September 30, 1870, in Lille (France) – April 17, 1942, in New York (United States)

He studied in Lyon and then moved to Paris, where, in 1890, he entered the École Normale Supérieure.

Perrin compared the structure of the atom with a solar system, in which the planets would be the negative charges and the Sun would be a positive charge concentrated in the center of the atom. In 1895, he found that cathode rays deposit charge on an electroscope (an instrument that can read whether a body is electrically charged), thereby demonstrating the transfer of negative charges by cathode rays to the surface upon which they strike. He published his findings in the Académie des Sciences and Joseph J. Thomson became interested in measuring the speed of such particles, which would eventually be identified as electrons.

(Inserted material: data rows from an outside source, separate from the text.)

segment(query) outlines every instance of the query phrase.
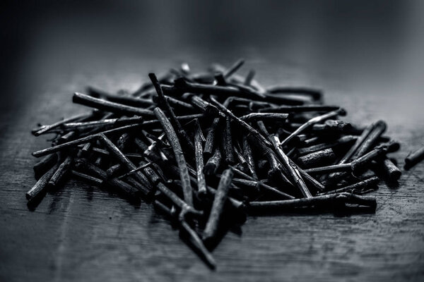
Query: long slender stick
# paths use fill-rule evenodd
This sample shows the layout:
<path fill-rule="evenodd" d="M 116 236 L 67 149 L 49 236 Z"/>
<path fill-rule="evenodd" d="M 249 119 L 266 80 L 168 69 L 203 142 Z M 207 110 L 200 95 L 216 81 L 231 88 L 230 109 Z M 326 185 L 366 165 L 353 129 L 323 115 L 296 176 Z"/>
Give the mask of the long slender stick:
<path fill-rule="evenodd" d="M 170 120 L 171 124 L 172 125 L 172 127 L 175 128 L 175 129 L 177 130 L 177 133 L 178 133 L 178 135 L 183 140 L 184 143 L 187 146 L 189 146 L 189 147 L 190 148 L 190 150 L 192 152 L 193 152 L 194 150 L 194 146 L 193 145 L 193 143 L 192 142 L 192 141 L 190 140 L 190 138 L 187 135 L 187 133 L 182 128 L 181 123 L 179 123 L 178 118 L 177 118 L 177 116 L 175 116 L 175 114 L 174 113 L 174 111 L 172 110 L 172 108 L 171 108 L 171 106 L 170 106 L 170 104 L 168 103 L 167 100 L 166 99 L 165 94 L 163 94 L 163 91 L 162 90 L 160 84 L 159 83 L 159 81 L 158 80 L 158 78 L 156 78 L 156 75 L 154 73 L 149 73 L 148 77 L 151 79 L 151 80 L 152 81 L 152 83 L 153 83 L 153 86 L 155 87 L 155 89 L 156 90 L 156 93 L 158 94 L 158 97 L 159 98 L 159 100 L 160 101 L 160 105 L 163 108 L 164 108 L 164 109 L 170 116 Z"/>
<path fill-rule="evenodd" d="M 203 171 L 204 166 L 201 144 L 203 135 L 199 120 L 196 119 L 195 123 L 194 154 L 196 157 L 196 171 L 197 173 L 197 193 L 201 199 L 206 193 L 206 180 Z"/>
<path fill-rule="evenodd" d="M 122 165 L 125 166 L 129 171 L 137 168 L 136 165 L 134 164 L 126 157 L 125 157 L 125 155 L 114 145 L 114 144 L 113 144 L 112 141 L 109 140 L 109 138 L 107 138 L 104 135 L 101 134 L 100 139 L 103 142 L 105 146 L 107 147 L 110 153 L 113 154 L 114 157 L 117 158 L 117 159 L 119 161 L 119 162 Z M 151 189 L 149 188 L 151 188 L 151 185 L 147 180 L 146 176 L 143 173 L 141 173 L 141 171 L 137 171 L 135 173 L 135 177 L 136 178 L 137 180 L 139 180 L 141 184 L 143 184 L 143 185 L 139 185 L 136 188 L 143 194 L 144 194 L 144 195 L 149 195 L 151 193 Z M 146 189 L 146 187 L 147 187 L 148 189 Z"/>
<path fill-rule="evenodd" d="M 230 189 L 233 175 L 231 168 L 225 169 L 223 173 L 213 199 L 209 219 L 208 219 L 206 227 L 205 227 L 205 230 L 204 231 L 204 240 L 210 240 L 216 236 L 220 219 L 224 208 L 224 203 L 227 200 L 227 195 L 228 194 L 228 190 Z"/>
<path fill-rule="evenodd" d="M 117 104 L 112 102 L 103 100 L 102 99 L 92 97 L 91 96 L 82 93 L 74 93 L 72 101 L 74 103 L 81 104 L 85 106 L 91 106 L 100 110 L 110 111 L 115 114 L 137 115 L 141 116 L 153 116 L 153 112 L 150 110 L 123 105 L 122 104 Z"/>
<path fill-rule="evenodd" d="M 326 119 L 331 118 L 336 116 L 344 116 L 346 115 L 346 111 L 343 109 L 339 109 L 336 111 L 330 111 L 329 113 L 324 114 L 322 116 L 315 116 L 307 121 L 306 123 L 302 124 L 299 128 L 296 129 L 292 134 L 290 134 L 288 137 L 287 137 L 285 140 L 281 141 L 280 144 L 281 147 L 285 145 L 288 142 L 290 142 L 295 136 L 299 135 L 301 132 L 308 128 L 310 126 L 312 126 L 315 123 L 320 123 Z"/>
<path fill-rule="evenodd" d="M 286 200 L 283 201 L 250 202 L 249 207 L 252 209 L 278 208 L 290 209 L 294 207 L 312 207 L 316 204 L 329 203 L 349 203 L 370 207 L 375 209 L 377 201 L 374 197 L 358 196 L 351 193 L 342 192 L 337 194 L 323 195 L 309 198 Z"/>
<path fill-rule="evenodd" d="M 163 130 L 166 133 L 168 141 L 171 144 L 174 154 L 175 155 L 175 161 L 179 168 L 179 177 L 182 183 L 182 191 L 184 193 L 184 200 L 188 205 L 193 207 L 193 190 L 190 184 L 190 178 L 189 177 L 189 171 L 187 169 L 187 163 L 186 162 L 181 145 L 178 140 L 178 137 L 175 133 L 175 130 L 172 128 L 172 125 L 167 119 L 163 111 L 158 107 L 153 110 L 155 115 L 160 122 Z"/>
<path fill-rule="evenodd" d="M 136 128 L 137 127 L 140 127 L 139 124 L 131 124 L 130 125 L 125 125 L 117 128 L 111 129 L 109 130 L 102 131 L 96 134 L 93 134 L 91 135 L 88 135 L 82 138 L 76 139 L 75 140 L 69 141 L 66 143 L 62 143 L 56 146 L 51 147 L 49 148 L 46 148 L 40 151 L 37 151 L 33 153 L 33 156 L 36 157 L 40 157 L 42 156 L 45 156 L 49 154 L 54 153 L 64 149 L 69 148 L 71 147 L 77 146 L 80 144 L 86 143 L 88 142 L 90 142 L 94 140 L 97 140 L 100 136 L 100 134 L 103 134 L 105 135 L 109 134 L 117 133 L 121 131 L 126 131 L 131 129 Z"/>
<path fill-rule="evenodd" d="M 287 157 L 285 154 L 284 154 L 284 152 L 283 152 L 283 149 L 281 149 L 281 145 L 278 144 L 280 141 L 278 140 L 278 137 L 273 136 L 273 137 L 274 141 L 274 146 L 276 147 L 280 159 L 283 161 L 283 164 L 285 166 L 287 171 L 288 171 L 288 173 L 290 173 L 292 180 L 294 181 L 296 186 L 298 186 L 298 188 L 300 190 L 300 192 L 302 192 L 303 197 L 312 197 L 312 195 L 306 186 L 306 184 L 305 183 L 303 178 L 302 178 L 302 176 L 300 175 L 300 173 L 298 170 L 297 167 L 290 164 L 290 159 L 288 159 L 288 157 Z"/>

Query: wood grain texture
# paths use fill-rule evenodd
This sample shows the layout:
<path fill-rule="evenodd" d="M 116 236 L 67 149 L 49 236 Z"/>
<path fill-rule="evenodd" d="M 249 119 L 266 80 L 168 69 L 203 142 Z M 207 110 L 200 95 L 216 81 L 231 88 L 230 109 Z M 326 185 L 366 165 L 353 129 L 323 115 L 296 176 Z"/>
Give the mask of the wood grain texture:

With this discovery, the electrical nature of the atom was confirmed, understanding it as the smallest and most indivisible unit of matter. In 1901, Perrin suggested that the attraction of negative charges surrounding the center (positive charge) is counteracted by the force of inertia.

Modelo de Jean Baptiste Perrin

Perrin was a pioneer in suggesting the discontinuous structure of the atom, however, he never insisted on designing an experiment that would help verify this concept.

This model was later supplemented and refined by Ernest Rutherford, who asserted that all positive charge in the atom was located in the center of the atom and that the electrons orbited around it. However, this model had some limitations that could not be explained at the time and the model was used as a basis by the Danish physicist Niels Bohr to propose his own in 1913.

When he finished, he was awarded a scholarship to research and present his thesis, in 1897, on "Les rayons cathodiques et les rayons Roentgen".

In 1898, he became professor of Physics-Chemistry at the Sorbonne University, a subject in which he was appointed professor at the Faculty of Sciences in 1910. He headed the department of Physics-Chemistry from 1927 to 1940.

Movimiento Browniano Perrin

In 1905, Albert Einstein published his theoretical explanation of Brownian motion (random motion observed in particles found in a liquid or gas medium as a result of collisions with the molecules of said fluid) in terms of atoms and Perrin made the experimental work to test and verify Einstein's predictions, thus settling the century-long dispute over John Dalton's atomic theory.

In 1909, he published his research on the Brownian motion of particles in aqueous solution, indicating that said motion was a consequence of the incessant bombardment of the particles by water molecules and offering estimates of their size and the value of Avogadro's Number (number of molecules contained in a mole of gas under normal conditions) more exact than those that existed up to that time. The results of his experiments were accepted as proof of the existence of molecules.

In 1918, he was made a member of the prestigious Royal Society of London and, in 1923, he entered the Académie des Sciences.

In 1919, he realized that the mass of one helium atom is less than that of four hydrogen atoms and that Einstein's mass-energy equivalence implies that nuclear fusion could release enough energy to make stars shine for a long time. billions of years.

In 1926, he received the Nobel Prize in Physics for his work on the discontinuous structure of matter and for the discovery of the sedimentation equilibrium.

In 1936, he became part of the government of León Blum as Undersecretary of State for scientific research, for which he was able to promote the Palais de la Découverte (1937) and the Center National de la Recherche Scientifique (1939).

Libros de Jean Perrin

Among his works it is worth mentioning: “Osmose et parois semi-perméables” (1900), “Principles of Physical Chemistry” (1901), “Les Atomes” (1912) and “Les éléments de la physique” (1930).

In 1940, he moved to the United States where he headed the scientific department at the Free School of Advanced Studies in New York.

His son, Francis Perrin, was also a physicist, a specialist in nuclear fission, and headed the French Atomic Energy Commission (CEA) from 1951 to 1970.

He died on April 17, 1942 in New York, but his ashes were transported to the Pantheon in Paris on November 17, 1948.